Ransomware gang members more and more use a brand new malware referred to as Skitnet (“Bossnet”) to carry out stealthy post-exploitation actions on breached networks.
The malware has been provided on the market on underground boards like RAMP since April 2024, however in response to Prodaft researchersit began gaining vital traction amongst ransomware gangs since early 2025.
Prodaft instructed BleepingComputer they’ve noticed a number of ransomware operations deploying Skitnet in real-world assaults, together with BlackBasta in Microsoft Groups phishing assaults towards the enterprise, and Cactus.
.jpg)
The malware promoted on underground boards
Supply: Prodaft
Stealthy and highly effective backdoor
The Skitnet an infection begins with a Rust-based loader dropped and executed on the goal system, which decrypts a ChaCha20 encrypted Nim binary and hundreds it into reminiscence.
The Nim payload establishes a DNS-based reverse shell for communication with the command and management (C2) server, initiating the session with randomized DNS queries.
The malware begins three threads, one for sending heartbeat DNS requests, one for monitoring and exfiltrating shell output, and one for listening for and decrypting instructions from DNS responses.
Communication and instructions to be executed are despatched by way of HTTP or DNS, primarily based on instructions issued by way of the Skitnet C2 management panel. The C2 panel permits the operator to see the goal’s IP, location, standing, and concern instructions for execution.
.jpg)
Dirtnet’s admin panel
Supply: Prodaft
The supported instructions are:
startup – Establishes persistence by downloading three information (together with a malicious DLL) and making a shortcut to a reputable Asus executable (ISP.exe) within the Startup folder. This triggers a DLL hijack that executes a PowerShell script (pas.ps1) for ongoing C2 communication.

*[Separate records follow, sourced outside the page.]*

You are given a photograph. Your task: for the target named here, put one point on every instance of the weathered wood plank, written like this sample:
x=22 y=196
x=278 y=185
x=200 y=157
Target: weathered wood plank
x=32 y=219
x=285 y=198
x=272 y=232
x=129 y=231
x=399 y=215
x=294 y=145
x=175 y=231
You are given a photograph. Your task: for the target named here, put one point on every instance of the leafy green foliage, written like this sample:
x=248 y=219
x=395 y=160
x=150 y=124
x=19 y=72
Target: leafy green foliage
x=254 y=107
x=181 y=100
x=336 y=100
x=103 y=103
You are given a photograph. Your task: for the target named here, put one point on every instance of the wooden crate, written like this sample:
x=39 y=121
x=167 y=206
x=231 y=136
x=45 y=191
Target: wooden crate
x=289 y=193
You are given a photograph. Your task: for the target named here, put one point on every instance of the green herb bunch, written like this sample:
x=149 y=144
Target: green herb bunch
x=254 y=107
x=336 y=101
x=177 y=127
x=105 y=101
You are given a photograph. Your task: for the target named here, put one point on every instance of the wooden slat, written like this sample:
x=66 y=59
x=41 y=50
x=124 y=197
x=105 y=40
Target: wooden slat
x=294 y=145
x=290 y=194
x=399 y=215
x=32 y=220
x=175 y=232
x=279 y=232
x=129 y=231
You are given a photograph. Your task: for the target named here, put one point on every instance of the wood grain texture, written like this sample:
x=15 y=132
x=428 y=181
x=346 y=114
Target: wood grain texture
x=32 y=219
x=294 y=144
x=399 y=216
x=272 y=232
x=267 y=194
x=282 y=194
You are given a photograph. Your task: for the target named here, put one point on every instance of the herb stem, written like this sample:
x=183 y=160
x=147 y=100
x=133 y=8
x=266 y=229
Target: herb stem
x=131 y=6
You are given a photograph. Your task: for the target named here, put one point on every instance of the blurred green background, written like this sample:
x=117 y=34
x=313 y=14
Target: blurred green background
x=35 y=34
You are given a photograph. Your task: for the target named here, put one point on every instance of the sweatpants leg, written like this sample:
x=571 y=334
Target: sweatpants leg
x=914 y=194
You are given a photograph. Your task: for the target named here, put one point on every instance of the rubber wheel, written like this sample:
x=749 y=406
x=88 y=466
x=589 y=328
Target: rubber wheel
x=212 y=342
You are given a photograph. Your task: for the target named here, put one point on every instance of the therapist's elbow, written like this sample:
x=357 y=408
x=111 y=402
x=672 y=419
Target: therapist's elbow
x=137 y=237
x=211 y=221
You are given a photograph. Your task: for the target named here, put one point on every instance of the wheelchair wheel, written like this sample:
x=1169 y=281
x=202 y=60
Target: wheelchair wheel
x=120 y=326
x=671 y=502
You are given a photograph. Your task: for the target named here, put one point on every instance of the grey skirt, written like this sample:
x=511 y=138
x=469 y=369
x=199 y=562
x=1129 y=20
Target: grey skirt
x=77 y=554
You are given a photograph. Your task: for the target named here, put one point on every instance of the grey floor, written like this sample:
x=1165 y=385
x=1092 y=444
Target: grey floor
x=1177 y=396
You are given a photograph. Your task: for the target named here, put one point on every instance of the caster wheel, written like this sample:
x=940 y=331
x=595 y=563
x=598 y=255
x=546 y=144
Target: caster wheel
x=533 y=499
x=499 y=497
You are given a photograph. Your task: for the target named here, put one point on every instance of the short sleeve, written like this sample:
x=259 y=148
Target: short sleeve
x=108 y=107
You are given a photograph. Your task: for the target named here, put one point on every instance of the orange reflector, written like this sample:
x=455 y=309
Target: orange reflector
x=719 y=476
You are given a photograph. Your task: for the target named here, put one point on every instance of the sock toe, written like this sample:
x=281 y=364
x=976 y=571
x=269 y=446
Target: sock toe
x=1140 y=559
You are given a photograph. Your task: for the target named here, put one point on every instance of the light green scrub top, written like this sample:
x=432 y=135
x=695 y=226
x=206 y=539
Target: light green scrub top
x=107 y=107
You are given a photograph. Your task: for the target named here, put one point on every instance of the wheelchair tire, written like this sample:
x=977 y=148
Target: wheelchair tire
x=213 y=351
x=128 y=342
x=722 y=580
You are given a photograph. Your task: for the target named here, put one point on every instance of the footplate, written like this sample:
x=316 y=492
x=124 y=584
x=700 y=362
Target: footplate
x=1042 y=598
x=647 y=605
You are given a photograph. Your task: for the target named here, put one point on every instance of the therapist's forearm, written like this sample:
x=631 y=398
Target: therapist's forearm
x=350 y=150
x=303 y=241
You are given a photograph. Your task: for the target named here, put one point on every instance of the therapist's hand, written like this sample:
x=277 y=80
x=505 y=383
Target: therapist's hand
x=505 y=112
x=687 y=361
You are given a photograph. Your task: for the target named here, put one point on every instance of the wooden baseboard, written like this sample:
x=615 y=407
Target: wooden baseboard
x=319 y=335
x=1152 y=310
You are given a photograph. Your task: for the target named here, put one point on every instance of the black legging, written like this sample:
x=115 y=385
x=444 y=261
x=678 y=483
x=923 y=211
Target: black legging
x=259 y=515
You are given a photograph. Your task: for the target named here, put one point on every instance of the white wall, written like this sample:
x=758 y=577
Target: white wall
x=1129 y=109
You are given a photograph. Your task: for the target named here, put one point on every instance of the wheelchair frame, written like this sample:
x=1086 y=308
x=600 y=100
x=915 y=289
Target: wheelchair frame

Display – Captures a screenshot of the sufferer’s desktop utilizing PowerShell, uploads it to Imgur, and sends the picture URL again to the C2 server.
Anydesk – Downloads and silently installs AnyDesk, a reputable distant entry device, whereas hiding the window and notification tray icon.
Rutserv – Downloads and silently installs RUT-Serv, one other reputable distant entry device.
Shell – Begins a PowerShell command loop. Sends an preliminary “Shell began..” message, then repeatedly polls (?m) the server each 5 seconds for brand spanking new instructions which it executes utilizing Invoke-Expression, and sends outcomes again.
Av – Enumerates put in antivirus and safety software program by querying WMI (SELECT * FROM AntiVirusProduct within the rootSecurityCenter2 namespace). Sends outcomes to the C2 server.
Other than the core command set, the operators might also leverage a separate functionality involving a .NET loader, which permits them to execute PowerShell scripts in reminiscence, for even deeper assault customization.
Dirtnet’s .internet loader
Supply: Prodaft
Although ransomware teams typically use customized instruments tailor-made to particular operations and have low AV detection, these are pricey to develop and require expert builders who aren’t at all times out there, particularly in lower-tier teams.
Utilizing an off-the-shelf malware like Skitnet is cheaper, faster to deploy, and may make attribution more durable, as many menace actors use it.
Within the ransomware house, there’s room for each approaches, even a mixture of the 2, however Skitnet’s capabilities make it notably attractive for hackers.
Prodaft has revealed indicators of compromise (IoCs) related to Skitnet on its GitHub repository.
Primarily based on an evaluation of 14M malicious actions, uncover the highest 10 MITRE ATT&CK methods behind 93% of assaults and find out how to defend towards them.